The new site was designed to streamline the cumbersome browsing and checkout process on ToysRUs.com, shrinking checkout from five or more clicks to two. “In a year to two years, we have to catch up on 10 years of innovation,” Lance Wills, who joined Toys R Us as its first global chief technology officer in May 2016, told USA Today.
The website rollout hasn’t saved the once iconic toy retailer. Saddled with $400 million in debt due in 2018, Toys R Us filed for bankruptcy protection late on Monday (Sept. 18). The company hasn’t yet received all of its inventory for the critical holiday season and could reportedly be cut off from future shipments. Its toy sales have declined for several years, a stark contrast with the overall industry and with toy sales at Amazon in particular, which rose 24% in 2016. (Toys R Us didn’t respond to a request for comment.)
It’s easy to forget that at the turn of the millennium, Toys R Us was a hot digital property.

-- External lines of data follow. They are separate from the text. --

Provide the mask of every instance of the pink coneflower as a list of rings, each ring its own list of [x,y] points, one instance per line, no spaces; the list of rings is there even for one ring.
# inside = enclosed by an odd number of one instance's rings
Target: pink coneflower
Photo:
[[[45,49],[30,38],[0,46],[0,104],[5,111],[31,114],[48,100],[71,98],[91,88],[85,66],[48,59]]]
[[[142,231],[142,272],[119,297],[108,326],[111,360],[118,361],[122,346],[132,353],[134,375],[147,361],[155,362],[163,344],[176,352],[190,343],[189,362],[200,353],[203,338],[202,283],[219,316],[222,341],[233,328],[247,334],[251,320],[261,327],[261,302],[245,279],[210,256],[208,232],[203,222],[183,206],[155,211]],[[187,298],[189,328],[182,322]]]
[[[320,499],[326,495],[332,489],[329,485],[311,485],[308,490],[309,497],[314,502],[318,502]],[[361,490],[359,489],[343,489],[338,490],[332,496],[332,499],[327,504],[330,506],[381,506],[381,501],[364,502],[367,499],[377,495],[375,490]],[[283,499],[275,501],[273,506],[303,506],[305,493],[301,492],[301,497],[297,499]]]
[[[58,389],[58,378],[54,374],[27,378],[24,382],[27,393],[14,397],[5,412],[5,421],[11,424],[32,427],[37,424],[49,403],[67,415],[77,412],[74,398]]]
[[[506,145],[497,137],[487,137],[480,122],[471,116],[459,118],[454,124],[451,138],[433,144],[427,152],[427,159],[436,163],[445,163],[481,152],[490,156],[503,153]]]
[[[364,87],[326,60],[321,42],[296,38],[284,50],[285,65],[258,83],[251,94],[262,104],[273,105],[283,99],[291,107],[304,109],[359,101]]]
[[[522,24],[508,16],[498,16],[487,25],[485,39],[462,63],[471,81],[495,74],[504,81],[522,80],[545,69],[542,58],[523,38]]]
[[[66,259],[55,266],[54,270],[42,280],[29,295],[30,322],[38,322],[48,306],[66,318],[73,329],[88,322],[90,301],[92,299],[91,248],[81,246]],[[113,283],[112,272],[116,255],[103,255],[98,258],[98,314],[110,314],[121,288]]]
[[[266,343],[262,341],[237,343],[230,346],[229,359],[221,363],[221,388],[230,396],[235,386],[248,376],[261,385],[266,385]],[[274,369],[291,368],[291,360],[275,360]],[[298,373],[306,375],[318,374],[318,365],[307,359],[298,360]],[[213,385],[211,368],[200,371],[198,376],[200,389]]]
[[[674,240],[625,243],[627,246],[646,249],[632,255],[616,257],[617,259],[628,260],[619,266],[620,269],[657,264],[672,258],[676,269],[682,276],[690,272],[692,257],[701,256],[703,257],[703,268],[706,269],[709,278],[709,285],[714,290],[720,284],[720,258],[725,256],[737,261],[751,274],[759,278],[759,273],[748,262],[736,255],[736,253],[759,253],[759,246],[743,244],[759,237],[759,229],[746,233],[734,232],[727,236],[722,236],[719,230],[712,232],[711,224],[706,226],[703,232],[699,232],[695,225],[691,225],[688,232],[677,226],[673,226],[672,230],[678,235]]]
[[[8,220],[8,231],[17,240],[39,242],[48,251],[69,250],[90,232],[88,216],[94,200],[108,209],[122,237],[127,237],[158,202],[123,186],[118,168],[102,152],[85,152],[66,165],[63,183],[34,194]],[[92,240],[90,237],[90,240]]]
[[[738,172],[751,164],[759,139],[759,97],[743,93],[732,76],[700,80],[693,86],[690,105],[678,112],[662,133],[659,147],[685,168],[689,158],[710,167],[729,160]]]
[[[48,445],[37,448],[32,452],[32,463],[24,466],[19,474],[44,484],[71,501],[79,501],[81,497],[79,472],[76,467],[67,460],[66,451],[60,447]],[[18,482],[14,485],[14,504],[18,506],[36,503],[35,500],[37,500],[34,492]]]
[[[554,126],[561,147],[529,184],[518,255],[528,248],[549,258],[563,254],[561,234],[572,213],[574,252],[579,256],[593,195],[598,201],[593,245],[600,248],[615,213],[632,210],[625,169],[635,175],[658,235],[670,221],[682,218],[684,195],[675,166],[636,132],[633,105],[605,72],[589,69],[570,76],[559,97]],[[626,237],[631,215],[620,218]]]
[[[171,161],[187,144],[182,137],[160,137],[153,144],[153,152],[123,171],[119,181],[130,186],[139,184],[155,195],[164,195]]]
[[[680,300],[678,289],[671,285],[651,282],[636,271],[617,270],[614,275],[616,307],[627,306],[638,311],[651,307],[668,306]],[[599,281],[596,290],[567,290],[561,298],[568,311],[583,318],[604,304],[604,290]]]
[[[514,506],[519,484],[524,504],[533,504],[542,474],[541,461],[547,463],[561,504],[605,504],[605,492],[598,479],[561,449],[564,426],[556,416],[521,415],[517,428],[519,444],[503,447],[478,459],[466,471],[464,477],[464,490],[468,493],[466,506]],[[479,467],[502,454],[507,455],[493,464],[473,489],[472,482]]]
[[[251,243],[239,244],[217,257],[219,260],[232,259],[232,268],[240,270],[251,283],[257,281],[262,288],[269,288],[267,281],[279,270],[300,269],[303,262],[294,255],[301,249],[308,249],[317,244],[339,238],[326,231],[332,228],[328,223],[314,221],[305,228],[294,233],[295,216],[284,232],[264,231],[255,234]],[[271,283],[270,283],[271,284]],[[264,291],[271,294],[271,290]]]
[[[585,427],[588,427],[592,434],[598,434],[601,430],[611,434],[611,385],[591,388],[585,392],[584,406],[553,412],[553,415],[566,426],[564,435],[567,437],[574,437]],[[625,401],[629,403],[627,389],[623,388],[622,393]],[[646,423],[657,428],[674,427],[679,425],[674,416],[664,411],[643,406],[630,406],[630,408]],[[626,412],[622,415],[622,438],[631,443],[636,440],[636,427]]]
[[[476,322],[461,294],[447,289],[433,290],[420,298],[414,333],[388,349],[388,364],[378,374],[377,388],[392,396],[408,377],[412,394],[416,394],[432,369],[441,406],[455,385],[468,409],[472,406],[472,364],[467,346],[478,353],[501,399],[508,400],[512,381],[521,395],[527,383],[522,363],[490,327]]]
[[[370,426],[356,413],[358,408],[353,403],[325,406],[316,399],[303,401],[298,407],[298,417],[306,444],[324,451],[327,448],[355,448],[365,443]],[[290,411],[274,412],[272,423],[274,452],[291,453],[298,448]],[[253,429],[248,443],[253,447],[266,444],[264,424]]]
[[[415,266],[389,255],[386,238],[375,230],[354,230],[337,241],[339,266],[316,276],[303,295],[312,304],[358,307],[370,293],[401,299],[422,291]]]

During the 1999 holidays, the company was so inundated with online orders that it fell behind on shipping and failed to get Christmas gifts to customers who had made their purchases weeks in advance, resulting in a $350,000 fine from the US Federal Trade Commission. In February 2000, Toys R Us received a $60 million investment from Japanese technology conglomerate SoftBank, the same investor that this year has thrown billions of dollars at many of Silicon Valley’s hottest tech startups. Several months later, Toys R Us announced a 10-year partnership to sell toys online with Amazon.
Under the terms of that deal, Toys R Us agreed to stock a wide variety of its most popular toys on Amazon in exchange for being Amazon’s exclusive seller of toys and baby products. The companies also agreed that Toys R Us would give up its online autonomy, with ToysRUs.com redirecting back to Amazon. Toys R Us paid Amazon $50 million a year plus a percentage of its sales through the Amazon site.

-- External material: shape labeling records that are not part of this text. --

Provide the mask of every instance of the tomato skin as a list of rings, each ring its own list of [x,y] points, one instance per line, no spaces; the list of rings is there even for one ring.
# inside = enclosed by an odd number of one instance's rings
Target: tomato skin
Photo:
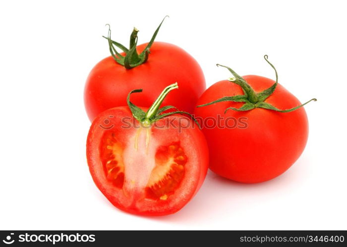
[[[146,108],[141,108],[144,111],[147,110]],[[110,116],[113,117],[111,118]],[[130,213],[142,215],[160,216],[174,213],[185,205],[201,186],[208,168],[208,148],[206,139],[201,130],[188,118],[174,115],[167,118],[170,120],[175,117],[183,118],[184,121],[191,123],[192,125],[182,129],[181,132],[179,133],[175,128],[162,128],[165,124],[165,119],[159,120],[157,123],[159,127],[152,127],[151,128],[149,143],[157,142],[160,145],[166,145],[172,141],[178,140],[184,149],[188,161],[185,165],[183,180],[174,194],[169,196],[166,200],[156,202],[141,199],[136,202],[131,201],[131,196],[124,196],[121,190],[115,189],[107,180],[100,165],[98,147],[101,137],[106,131],[115,131],[117,138],[123,143],[130,143],[127,145],[131,145],[134,144],[132,140],[137,130],[133,127],[124,129],[120,127],[123,124],[122,119],[124,118],[131,119],[131,121],[134,121],[128,108],[118,107],[109,109],[98,115],[92,123],[87,141],[87,158],[89,170],[97,187],[118,208]],[[108,122],[107,126],[105,124],[105,119],[110,121]],[[174,125],[176,125],[176,121],[174,121]],[[105,127],[114,126],[109,130],[105,130],[100,127],[101,124]],[[140,150],[144,148],[140,144],[138,148]],[[149,152],[150,153],[150,151]],[[138,160],[136,162],[141,163],[142,161]],[[141,196],[139,198],[142,198]]]
[[[275,83],[258,76],[242,77],[256,92]],[[228,81],[212,85],[201,96],[197,105],[224,96],[243,94],[240,86]],[[299,100],[280,84],[265,101],[280,109],[301,104]],[[226,178],[243,183],[269,180],[287,170],[304,150],[308,135],[308,123],[303,107],[288,113],[262,108],[245,112],[232,110],[225,115],[228,107],[240,108],[243,103],[223,102],[197,108],[195,114],[203,119],[220,115],[225,118],[243,121],[248,126],[241,128],[203,127],[210,151],[209,168]],[[225,120],[222,125],[225,124]]]
[[[141,52],[147,43],[137,47]],[[178,82],[179,88],[165,99],[165,105],[192,113],[199,97],[206,89],[204,75],[196,61],[174,44],[154,42],[147,62],[130,70],[112,56],[99,62],[87,79],[84,103],[91,121],[105,110],[127,105],[131,90],[142,88],[141,95],[132,97],[133,103],[149,107],[168,84]]]

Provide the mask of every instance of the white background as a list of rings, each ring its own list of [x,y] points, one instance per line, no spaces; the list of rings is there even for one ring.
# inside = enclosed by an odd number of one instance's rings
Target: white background
[[[344,1],[1,1],[0,229],[347,229]],[[302,102],[306,148],[272,181],[242,184],[209,172],[177,213],[143,217],[114,207],[85,156],[83,101],[92,68],[109,55],[106,35],[127,44],[175,44],[201,66],[207,85],[229,76],[275,75]]]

The joint toy store quickly became the top site for kids, and sales met or exceeded Amazon’s expectations in 2002. But Amazon wanted more. Jorrit Van de Meulen, an Amazon executive who works on toys, drafted a memo for children’s products in 2003. “Amazon has effectively ceded control of the toy and baby stores to [Toys R Us],” the memo noted. “This is not always a good thing.”
By spring 2003, other merchants were selling toys and baby goods on Amazon. That summer, Van de Meulen and Amazon CEO Jeff Bezos met with Toys R Us executives to demand greater variety in its merchandise. Competitors’ toy and baby products continued to appear on Amazon, including in search-related ads. In May 2004, Toys R Us sued Amazon.

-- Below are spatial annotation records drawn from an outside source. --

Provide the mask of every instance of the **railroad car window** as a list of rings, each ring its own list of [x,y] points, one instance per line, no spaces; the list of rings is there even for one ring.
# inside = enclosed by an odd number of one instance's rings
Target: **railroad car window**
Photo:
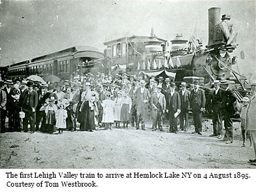
[[[116,44],[116,57],[121,57],[121,43]]]
[[[113,52],[113,58],[116,58],[116,45],[113,45],[112,52]]]
[[[122,57],[126,56],[126,43],[122,43]]]

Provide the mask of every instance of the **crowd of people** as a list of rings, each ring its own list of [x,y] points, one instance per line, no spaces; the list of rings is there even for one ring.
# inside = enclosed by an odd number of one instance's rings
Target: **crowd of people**
[[[208,100],[198,81],[193,81],[189,88],[182,82],[177,88],[168,77],[156,79],[154,76],[129,76],[126,73],[112,76],[99,72],[96,75],[91,73],[76,75],[57,83],[25,79],[15,82],[0,81],[2,133],[27,132],[29,124],[31,133],[40,130],[52,134],[56,128],[61,134],[63,130],[77,130],[77,122],[81,131],[92,132],[99,127],[111,130],[115,125],[115,128],[127,129],[130,125],[145,130],[145,121],[148,120],[152,122],[152,131],[157,129],[164,131],[165,119],[169,121],[168,132],[177,134],[179,121],[179,130],[188,130],[189,112],[192,111],[193,134],[202,135],[202,116],[207,100],[208,109],[212,114],[213,134],[210,136],[223,139],[227,144],[234,142],[232,117],[237,98],[227,81],[214,81]],[[252,84],[252,91],[254,84]],[[247,138],[255,149],[255,135],[250,133],[255,130],[252,129],[255,122],[248,119],[252,116],[247,113],[253,106],[250,104],[255,102],[255,93],[252,94],[243,98],[240,109],[242,146],[245,146]],[[8,128],[5,127],[6,117]]]

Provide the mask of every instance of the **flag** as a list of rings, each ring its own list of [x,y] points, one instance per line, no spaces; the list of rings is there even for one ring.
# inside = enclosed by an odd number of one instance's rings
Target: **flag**
[[[169,67],[172,69],[174,68],[173,63],[172,63],[172,58],[169,59]]]
[[[157,68],[157,65],[156,65],[156,59],[154,59],[154,62],[153,62],[153,68],[154,69],[156,69]]]
[[[148,70],[150,70],[150,63],[149,62],[149,60],[148,59],[148,66],[147,67],[147,69]]]
[[[162,64],[161,63],[161,59],[159,59],[159,63],[158,64],[158,69],[160,69],[162,67]]]
[[[164,58],[164,68],[168,68],[166,58]]]
[[[179,58],[179,56],[177,56],[177,61],[176,61],[176,65],[179,68],[180,66],[180,59]]]

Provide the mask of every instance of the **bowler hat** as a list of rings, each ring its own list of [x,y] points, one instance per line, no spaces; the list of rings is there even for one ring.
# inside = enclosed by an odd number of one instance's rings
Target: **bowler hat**
[[[29,81],[28,82],[27,86],[28,86],[28,87],[31,87],[31,86],[34,86],[34,85],[35,85],[34,82],[33,82],[33,81]]]
[[[157,88],[160,88],[161,90],[163,90],[162,86],[161,84],[159,84],[156,86]]]
[[[241,102],[248,102],[250,101],[250,99],[248,97],[244,97],[242,100],[241,100]]]
[[[187,86],[187,84],[186,84],[186,82],[181,82],[180,85],[181,86]]]
[[[220,82],[219,80],[214,80],[214,81],[213,81],[212,84],[220,84]]]
[[[221,20],[230,20],[231,19],[231,17],[229,14],[224,14],[222,15],[221,17]]]
[[[170,86],[171,86],[171,88],[175,88],[176,86],[176,85],[174,82],[172,82],[170,84]]]

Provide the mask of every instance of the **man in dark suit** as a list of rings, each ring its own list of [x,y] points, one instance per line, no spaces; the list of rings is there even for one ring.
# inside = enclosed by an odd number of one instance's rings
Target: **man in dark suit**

Toys R Us came out ahead in court. The company won the right to terminate its 10-year deal with Amazon and reopen an independent website in 2006. Three years later, Amazon agreed to pay $51 million to settle the dispute. But the deal dealt an early blow to the company’s digital efforts, training it to rely on Amazon instead of curating its own e-commerce platform and identity, so that it still had “10 years of innovation” to catch up on as of this spring. Since then, online shopping has eaten away at brick-and-mortar sales and Amazon become a formidable competitor.
And Toys R Us is yet another retailer whose early partnership with Amazon didn’t work out.
This story was updated after Toys R Us filed for bankruptcy protection on Sept. 18.